14 avril 1992, Riyad, Arabie Saoudite,
Les doigts hypocritement détendus tapotent
le volant. On attend. On pourrait même siffloter négligemment comme pour
caricaturer ce temps mort. Car on attend, c’est sûr, ensemble, côte à côte,
tous logés à la même enseigne.
Le conducteur de gauche semble mécontent, moins bien servi peut-être que ses rivaux,
serré entre un Pick-Up peuplé de
moutons et un tas de terre percé de piquets pour en délimiter vaguement
l’emplacement. L’adversaire de droite jauge le profil des concurrents, dans le
double but de les impressionner et de se rassurer lui-même. Une Cadillac modèle 78, même refaite à neuf, ne peut avoir la
prétention de résister au démarrage puissant d’une Buick
modèle 80 ! Reste à savoir d’ailleurs, tandis que les regards insistants
se provoquent, ponctués d’appels d’accélérateur pressants, il faut voir si
cette même Buick ne sera pas dépassée par les événements au moment où la Jaguar modèle 83, essoufflée pour l’ instant, aura sonné la
charge. Les volontaires de cette compétition toute masculine, très prisée dans
la capitale, ne retiennent que très mal leur monture. Les automobiles avancent
peu à peu, centimètre par centimètre. Qui des trois pôle- positions prendra le
meilleur départ dans une poignée de secondes ?
Une chaleur accablante écrase la ville. Les
Saoudiens ont baissé les vitres et n’utilisent pas la climatisation. La
température monte en plein midi jusqu’à 46 degrés.
On fait avancer encore un peu les véhicules pour tromper l’ennemi et l’ennui, histoire de perturber davantage le démarrage des uns et des autres. Les moteurs vrombissent. Attention…

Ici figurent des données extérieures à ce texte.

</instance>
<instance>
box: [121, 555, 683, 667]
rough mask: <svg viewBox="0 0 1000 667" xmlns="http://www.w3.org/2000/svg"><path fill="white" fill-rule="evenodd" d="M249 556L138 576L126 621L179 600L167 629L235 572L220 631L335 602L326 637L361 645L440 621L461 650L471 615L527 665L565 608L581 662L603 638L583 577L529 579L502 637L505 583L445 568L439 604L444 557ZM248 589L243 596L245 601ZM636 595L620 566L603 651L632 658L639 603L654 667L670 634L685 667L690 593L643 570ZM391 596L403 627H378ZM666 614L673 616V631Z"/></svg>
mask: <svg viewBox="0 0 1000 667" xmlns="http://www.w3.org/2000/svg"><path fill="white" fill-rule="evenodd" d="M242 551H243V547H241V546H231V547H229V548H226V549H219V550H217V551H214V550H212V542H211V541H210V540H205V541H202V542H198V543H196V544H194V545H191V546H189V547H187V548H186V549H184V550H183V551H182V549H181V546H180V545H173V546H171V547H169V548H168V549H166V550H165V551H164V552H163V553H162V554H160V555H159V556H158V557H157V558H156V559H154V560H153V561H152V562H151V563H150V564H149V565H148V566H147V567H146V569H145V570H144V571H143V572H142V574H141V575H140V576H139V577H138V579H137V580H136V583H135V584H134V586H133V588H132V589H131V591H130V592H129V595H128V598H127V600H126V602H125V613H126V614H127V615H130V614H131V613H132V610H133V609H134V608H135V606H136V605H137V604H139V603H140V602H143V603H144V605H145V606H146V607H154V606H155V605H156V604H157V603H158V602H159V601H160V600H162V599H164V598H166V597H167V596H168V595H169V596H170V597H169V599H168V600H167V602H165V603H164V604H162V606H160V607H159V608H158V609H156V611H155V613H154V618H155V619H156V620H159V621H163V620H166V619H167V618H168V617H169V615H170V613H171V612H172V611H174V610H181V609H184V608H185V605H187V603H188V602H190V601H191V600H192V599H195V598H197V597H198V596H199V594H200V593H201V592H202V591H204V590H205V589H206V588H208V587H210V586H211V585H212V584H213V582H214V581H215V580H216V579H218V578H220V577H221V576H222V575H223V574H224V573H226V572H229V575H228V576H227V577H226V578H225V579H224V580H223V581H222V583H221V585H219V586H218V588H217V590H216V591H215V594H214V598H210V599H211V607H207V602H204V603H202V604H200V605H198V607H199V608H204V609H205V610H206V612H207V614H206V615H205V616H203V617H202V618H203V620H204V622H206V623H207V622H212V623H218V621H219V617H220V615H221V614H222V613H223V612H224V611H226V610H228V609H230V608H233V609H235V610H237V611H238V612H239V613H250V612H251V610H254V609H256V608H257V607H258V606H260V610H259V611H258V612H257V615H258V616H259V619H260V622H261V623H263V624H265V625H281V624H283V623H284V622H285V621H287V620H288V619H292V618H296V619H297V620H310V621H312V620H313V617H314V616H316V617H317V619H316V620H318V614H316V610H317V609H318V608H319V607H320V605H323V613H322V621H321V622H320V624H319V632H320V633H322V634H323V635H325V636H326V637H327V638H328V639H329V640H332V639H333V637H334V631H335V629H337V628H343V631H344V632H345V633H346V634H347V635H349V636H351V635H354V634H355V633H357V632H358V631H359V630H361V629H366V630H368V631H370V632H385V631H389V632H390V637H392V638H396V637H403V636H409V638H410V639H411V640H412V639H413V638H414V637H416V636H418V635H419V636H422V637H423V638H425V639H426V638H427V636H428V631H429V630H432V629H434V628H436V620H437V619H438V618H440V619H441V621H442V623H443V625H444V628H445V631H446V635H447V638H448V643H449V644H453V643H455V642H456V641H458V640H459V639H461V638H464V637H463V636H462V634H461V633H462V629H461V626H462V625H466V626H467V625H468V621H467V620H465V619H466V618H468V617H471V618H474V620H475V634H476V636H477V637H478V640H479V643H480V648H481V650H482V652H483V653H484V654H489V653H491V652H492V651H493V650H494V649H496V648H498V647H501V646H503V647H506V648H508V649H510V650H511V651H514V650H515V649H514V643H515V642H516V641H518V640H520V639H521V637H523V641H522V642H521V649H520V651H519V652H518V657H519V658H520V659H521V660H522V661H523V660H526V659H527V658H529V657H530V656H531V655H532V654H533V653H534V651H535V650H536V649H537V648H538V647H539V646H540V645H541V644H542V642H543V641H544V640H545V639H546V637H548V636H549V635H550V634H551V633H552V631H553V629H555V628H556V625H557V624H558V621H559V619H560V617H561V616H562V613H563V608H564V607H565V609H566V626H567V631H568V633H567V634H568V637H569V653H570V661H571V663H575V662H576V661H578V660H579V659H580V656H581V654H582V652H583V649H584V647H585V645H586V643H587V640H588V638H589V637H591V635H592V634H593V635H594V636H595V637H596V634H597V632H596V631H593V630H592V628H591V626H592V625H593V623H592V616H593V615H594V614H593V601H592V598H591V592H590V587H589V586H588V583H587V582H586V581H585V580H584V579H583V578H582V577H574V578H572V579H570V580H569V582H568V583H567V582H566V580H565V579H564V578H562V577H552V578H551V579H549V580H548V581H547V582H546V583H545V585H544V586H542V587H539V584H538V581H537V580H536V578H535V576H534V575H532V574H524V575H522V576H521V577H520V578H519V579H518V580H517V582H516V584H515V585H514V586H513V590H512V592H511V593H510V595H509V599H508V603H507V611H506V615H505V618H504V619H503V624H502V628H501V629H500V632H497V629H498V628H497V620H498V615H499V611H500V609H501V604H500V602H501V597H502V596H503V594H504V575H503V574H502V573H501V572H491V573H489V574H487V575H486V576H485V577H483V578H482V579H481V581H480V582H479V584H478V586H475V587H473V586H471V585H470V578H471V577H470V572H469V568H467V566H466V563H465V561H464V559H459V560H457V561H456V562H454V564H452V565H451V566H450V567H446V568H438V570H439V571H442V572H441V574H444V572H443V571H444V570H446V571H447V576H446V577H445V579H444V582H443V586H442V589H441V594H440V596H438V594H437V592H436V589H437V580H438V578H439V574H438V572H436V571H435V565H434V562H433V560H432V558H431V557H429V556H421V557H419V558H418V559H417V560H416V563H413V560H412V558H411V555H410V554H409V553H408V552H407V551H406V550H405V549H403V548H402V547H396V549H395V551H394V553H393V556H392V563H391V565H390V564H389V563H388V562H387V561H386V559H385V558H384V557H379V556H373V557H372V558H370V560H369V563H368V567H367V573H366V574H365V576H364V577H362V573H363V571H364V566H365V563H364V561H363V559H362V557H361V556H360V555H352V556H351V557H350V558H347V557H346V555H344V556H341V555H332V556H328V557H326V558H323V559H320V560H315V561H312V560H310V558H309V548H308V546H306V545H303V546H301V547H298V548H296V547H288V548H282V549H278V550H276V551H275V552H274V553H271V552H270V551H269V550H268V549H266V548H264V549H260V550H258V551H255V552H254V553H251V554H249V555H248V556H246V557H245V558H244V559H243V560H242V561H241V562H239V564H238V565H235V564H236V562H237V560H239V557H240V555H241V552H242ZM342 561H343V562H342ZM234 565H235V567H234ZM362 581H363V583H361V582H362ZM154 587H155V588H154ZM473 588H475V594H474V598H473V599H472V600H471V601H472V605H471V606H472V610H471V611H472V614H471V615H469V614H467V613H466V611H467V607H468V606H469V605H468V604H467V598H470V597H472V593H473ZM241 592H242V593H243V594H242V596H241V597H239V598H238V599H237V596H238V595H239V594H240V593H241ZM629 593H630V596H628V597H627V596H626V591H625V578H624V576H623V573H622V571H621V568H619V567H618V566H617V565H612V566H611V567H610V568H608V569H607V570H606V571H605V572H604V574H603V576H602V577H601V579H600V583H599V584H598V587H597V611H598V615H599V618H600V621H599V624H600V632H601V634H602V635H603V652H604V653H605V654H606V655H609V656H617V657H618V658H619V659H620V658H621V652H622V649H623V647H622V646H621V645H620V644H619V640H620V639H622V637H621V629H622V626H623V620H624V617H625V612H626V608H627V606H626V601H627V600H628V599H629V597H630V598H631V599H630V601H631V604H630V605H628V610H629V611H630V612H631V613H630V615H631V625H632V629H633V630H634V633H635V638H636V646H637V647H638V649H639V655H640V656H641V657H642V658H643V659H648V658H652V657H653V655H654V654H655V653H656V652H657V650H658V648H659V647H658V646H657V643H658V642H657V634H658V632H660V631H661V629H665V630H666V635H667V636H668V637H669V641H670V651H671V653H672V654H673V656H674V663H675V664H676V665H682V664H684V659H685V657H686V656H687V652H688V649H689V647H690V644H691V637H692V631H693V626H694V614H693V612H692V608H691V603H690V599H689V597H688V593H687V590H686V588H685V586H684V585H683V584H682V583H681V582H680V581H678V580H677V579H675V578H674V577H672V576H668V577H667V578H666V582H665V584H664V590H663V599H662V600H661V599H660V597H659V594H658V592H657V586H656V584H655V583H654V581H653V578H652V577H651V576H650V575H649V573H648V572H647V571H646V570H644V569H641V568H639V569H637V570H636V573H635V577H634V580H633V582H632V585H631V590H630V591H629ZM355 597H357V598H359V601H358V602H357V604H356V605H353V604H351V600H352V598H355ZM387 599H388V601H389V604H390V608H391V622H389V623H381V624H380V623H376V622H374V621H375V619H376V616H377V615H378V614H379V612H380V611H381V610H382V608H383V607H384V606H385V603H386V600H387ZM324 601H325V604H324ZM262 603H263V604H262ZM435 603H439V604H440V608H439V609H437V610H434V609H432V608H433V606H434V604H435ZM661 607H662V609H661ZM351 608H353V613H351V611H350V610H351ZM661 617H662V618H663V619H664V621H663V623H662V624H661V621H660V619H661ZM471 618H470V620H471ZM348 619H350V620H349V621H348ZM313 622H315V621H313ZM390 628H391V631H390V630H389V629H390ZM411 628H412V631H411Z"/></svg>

Mais, de l’avenue transversale apparaît une
véritable fusée ! Un Pick-up Toyota
conduit à vive allure par un bédouin, émet un terrible crissement de pneus. L’automobiliste
se trompe de direction, pense entrer sur l’autoroute dans le bon sens. Ses
mains agitent le volant pour tenter de rectifier la trajectoire de son bolide.
Trop tard. La fourgonnette percute un poteau, pulvérise le tas de terre, heurte
une berline abandonnée et se retourne en finissant sa course sur le toit. Le
pilote gesticule dans sa cabine déformée. On croirait qu’il salue les
spectateurs. Une fumée noire s’échappe du réservoir d’essence.
A ce moment précis, le feu passe enfin au
vert. Les participants s’élancent. La Jaguar doit éviter
l’obstacle imprévu et perd du terrain sur la Buick. Le chauffeur semblait
pourtant si sûr de lui quelques secondes auparavant. Les autres coureurs sont
déjà loin. Ils forcent l’allure là-bas, dans un formidable nuage de poussière.
Les flammes commencent à lécher les
portières de la camionnette et la fumée noire devient plus dense.
La créature dans sa cabine ne bouge plus.